Des projets trop souvent réajustés
De ce fait, elle pense que la modification de l'infrastructure technologique, des flux de travail et des processus d'une entreprise permettra d'optimiser les capacités de l'IA. Les humains doivent toujours superviser les projets et les résultats sur cette technologie surtout lorsqu'il s'agit de la partie agentique, a déclaré la directrice de la stratégie de Genpact. « Laissons les machines, comme les humains, faire ce qu'elles font de mieux», a-t-elle ajouté. Dans une autre enquête, le fournisseur Cleanlab a constaté que très peu d'entreprises disposaient d'agents IA en production. « Entre 60 % et 70 % des personnes avec lesquelles nous avons discuté, que ce soit dans le cadre de l'enquête ou lors d'entretiens commerciaux, modifiaient l'intégralité de leur infrastructure : leur LLM, la plateforme d'IA sur laquelle ils avaient développé leur agent. Elles procédaient à des ajustements au moins tous les trois mois », rapporte Curtis Northcutt, CEO de Cleanlab.

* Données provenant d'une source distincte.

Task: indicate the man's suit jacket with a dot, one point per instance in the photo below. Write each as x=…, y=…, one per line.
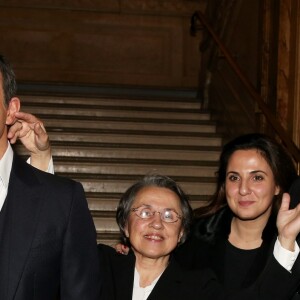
x=174, y=283
x=48, y=243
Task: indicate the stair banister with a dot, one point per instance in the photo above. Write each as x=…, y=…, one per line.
x=287, y=141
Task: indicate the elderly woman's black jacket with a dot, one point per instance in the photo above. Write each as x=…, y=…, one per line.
x=175, y=283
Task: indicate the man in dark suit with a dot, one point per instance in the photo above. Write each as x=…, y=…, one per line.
x=47, y=236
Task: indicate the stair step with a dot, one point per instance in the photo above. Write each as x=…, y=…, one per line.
x=134, y=169
x=118, y=183
x=128, y=125
x=139, y=137
x=104, y=101
x=128, y=112
x=108, y=152
x=101, y=202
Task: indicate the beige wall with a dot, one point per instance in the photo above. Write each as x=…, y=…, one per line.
x=128, y=42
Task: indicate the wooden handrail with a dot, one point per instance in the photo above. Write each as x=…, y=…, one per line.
x=290, y=145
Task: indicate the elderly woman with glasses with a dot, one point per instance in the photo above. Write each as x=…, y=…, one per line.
x=154, y=217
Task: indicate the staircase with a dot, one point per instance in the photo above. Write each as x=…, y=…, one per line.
x=108, y=143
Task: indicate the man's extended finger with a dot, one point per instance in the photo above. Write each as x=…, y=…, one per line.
x=14, y=129
x=29, y=118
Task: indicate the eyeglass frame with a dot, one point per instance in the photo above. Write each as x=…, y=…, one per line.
x=135, y=209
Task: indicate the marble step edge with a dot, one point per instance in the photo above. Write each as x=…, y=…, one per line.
x=131, y=108
x=111, y=101
x=100, y=145
x=68, y=119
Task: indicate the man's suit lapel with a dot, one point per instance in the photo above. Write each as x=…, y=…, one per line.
x=24, y=201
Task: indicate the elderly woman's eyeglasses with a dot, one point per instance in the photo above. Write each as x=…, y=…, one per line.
x=167, y=215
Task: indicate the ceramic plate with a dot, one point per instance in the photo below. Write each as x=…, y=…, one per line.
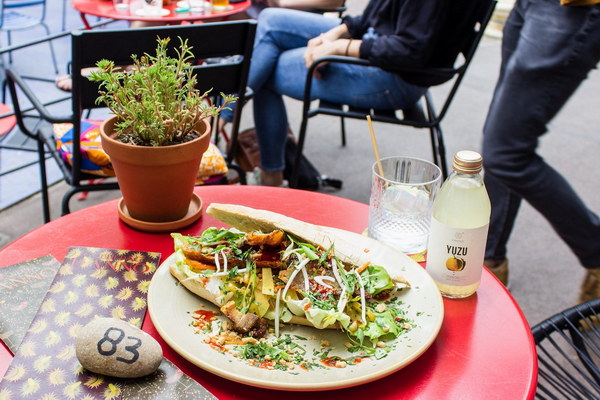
x=170, y=306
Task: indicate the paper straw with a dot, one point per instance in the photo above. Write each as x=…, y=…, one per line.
x=375, y=148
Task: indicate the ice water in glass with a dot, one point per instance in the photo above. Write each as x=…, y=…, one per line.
x=401, y=200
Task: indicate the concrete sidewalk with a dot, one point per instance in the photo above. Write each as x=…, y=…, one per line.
x=545, y=276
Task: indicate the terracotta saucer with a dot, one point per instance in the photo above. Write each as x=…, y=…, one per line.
x=193, y=214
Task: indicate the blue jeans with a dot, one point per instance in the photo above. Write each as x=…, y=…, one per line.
x=278, y=69
x=547, y=51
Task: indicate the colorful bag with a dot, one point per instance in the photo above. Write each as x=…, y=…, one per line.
x=96, y=162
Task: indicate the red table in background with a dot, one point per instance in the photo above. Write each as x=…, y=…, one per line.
x=105, y=9
x=484, y=349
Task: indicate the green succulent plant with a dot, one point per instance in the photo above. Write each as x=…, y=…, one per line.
x=155, y=99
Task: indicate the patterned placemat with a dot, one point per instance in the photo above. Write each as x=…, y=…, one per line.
x=22, y=289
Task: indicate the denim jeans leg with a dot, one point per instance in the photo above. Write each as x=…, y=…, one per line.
x=279, y=31
x=548, y=51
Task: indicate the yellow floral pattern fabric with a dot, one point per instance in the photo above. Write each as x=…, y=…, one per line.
x=90, y=283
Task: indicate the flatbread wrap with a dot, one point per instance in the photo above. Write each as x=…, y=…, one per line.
x=270, y=269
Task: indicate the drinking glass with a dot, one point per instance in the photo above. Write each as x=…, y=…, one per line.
x=401, y=200
x=220, y=5
x=122, y=6
x=152, y=7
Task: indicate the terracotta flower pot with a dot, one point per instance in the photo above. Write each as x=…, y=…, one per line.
x=157, y=183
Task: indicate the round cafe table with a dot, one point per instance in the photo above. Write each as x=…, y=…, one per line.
x=105, y=9
x=484, y=349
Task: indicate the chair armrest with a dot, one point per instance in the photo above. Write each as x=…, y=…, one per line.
x=362, y=61
x=13, y=80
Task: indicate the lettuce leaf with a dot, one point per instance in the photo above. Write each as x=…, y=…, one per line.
x=376, y=279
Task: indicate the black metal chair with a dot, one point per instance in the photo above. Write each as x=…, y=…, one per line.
x=212, y=40
x=417, y=116
x=13, y=20
x=568, y=347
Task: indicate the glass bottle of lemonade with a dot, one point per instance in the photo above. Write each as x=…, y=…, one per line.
x=459, y=227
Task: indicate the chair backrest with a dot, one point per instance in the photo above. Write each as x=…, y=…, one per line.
x=568, y=349
x=12, y=4
x=210, y=40
x=474, y=30
x=458, y=50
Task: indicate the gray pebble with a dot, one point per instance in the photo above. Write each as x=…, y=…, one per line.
x=116, y=348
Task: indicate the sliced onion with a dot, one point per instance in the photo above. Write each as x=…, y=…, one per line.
x=297, y=269
x=336, y=273
x=239, y=271
x=306, y=283
x=224, y=260
x=342, y=301
x=321, y=278
x=363, y=301
x=217, y=262
x=277, y=301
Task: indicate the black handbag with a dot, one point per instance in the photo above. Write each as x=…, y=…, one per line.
x=309, y=178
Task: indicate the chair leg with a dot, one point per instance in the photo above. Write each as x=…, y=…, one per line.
x=52, y=53
x=43, y=182
x=301, y=136
x=9, y=41
x=65, y=209
x=441, y=151
x=343, y=130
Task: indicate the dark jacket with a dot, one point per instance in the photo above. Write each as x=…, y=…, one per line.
x=415, y=34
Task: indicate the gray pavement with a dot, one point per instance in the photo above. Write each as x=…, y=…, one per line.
x=545, y=276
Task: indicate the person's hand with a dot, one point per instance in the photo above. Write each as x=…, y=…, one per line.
x=320, y=47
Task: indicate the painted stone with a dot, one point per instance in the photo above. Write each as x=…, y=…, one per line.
x=116, y=348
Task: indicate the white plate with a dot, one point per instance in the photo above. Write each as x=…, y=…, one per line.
x=170, y=306
x=142, y=12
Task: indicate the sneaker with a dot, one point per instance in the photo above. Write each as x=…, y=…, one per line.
x=501, y=272
x=590, y=289
x=254, y=178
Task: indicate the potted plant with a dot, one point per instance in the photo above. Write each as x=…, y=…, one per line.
x=158, y=133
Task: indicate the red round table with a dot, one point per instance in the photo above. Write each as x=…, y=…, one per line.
x=484, y=349
x=105, y=9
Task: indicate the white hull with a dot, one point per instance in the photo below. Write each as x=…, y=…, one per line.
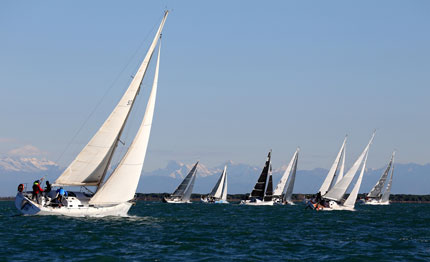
x=28, y=207
x=375, y=202
x=256, y=203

Ce dernier a exprimé sa compassion envers les DSI aux ressources limitées, soumis à une forte pression et manquant de budget et d'expertise dans les domaines spécialisés essentiels à la construction de systèmes d'IA robustes. « La réalité est que les véritables agents IA dotés d'une capacité agentique et d'outils d'appel ne verront probablement pas le jour avant début 2027 », a alerté le dirigeant de Cleanlab. De leur côté, Curtis Northcutt et Jack Gold s’accordent à penser que les entreprises devraient s'associer à celles ayant déjà connu le succès.« Les organisations qui ont subi divers échecs peuvent signaler les pièges à éviter lors de la mise en œuvre, ce qui permettrait de gagner du temps, d’optimiser les ressources, et ainsi d’améliorer considérablement les chances de réussite. Cela vaut notamment pour les entreprises qui mettent en œuvre un projet pour la première fois », recommandent-t-ils en conclusion.